In somewhere, I use Person(....) to create new instance, if I delete __init__, it means I cannot use Person(...) to create new instance,
Shall I change my code?
So what is best way to create new instance from table data?
You should not define __init__ on a model at all. The base class - which you call via super - already sets attributes from kwargs. Remove that method.
So what is best way to create new instance from table data?

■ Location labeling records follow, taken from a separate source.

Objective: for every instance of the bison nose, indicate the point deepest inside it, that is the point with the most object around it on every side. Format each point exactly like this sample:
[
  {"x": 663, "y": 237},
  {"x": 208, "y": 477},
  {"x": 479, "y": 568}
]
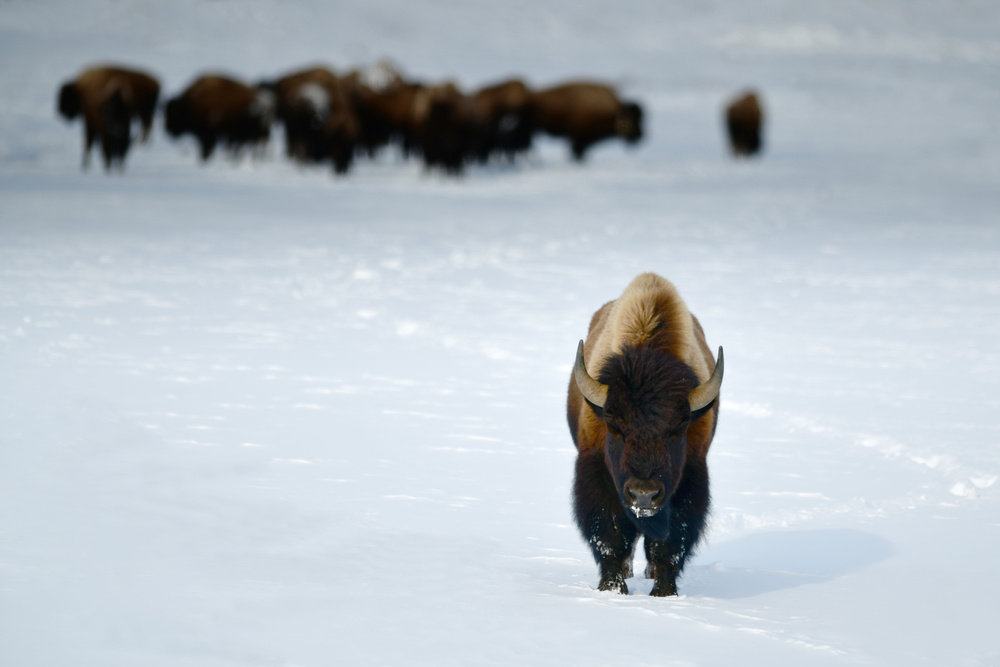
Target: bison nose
[{"x": 646, "y": 496}]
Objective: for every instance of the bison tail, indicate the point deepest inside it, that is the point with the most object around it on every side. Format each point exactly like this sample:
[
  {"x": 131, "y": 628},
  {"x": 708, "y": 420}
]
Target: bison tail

You had it, the best way is to use MyModel.objects.create which will handle all the arguments, automatically set the primary key and return the instance.
The second way is:
my_model = MyModel(...)
my_model.save()
If you want to know the problem with your test
It's the instance attribute you are defining, such as self.name = name. When you assign the first argument to it you are actually assigning the id (which is passed by Django ORM behind the scene to the original __init__)
Moral of the story
Don't reinvent the wheel, those attributes are already set by Django.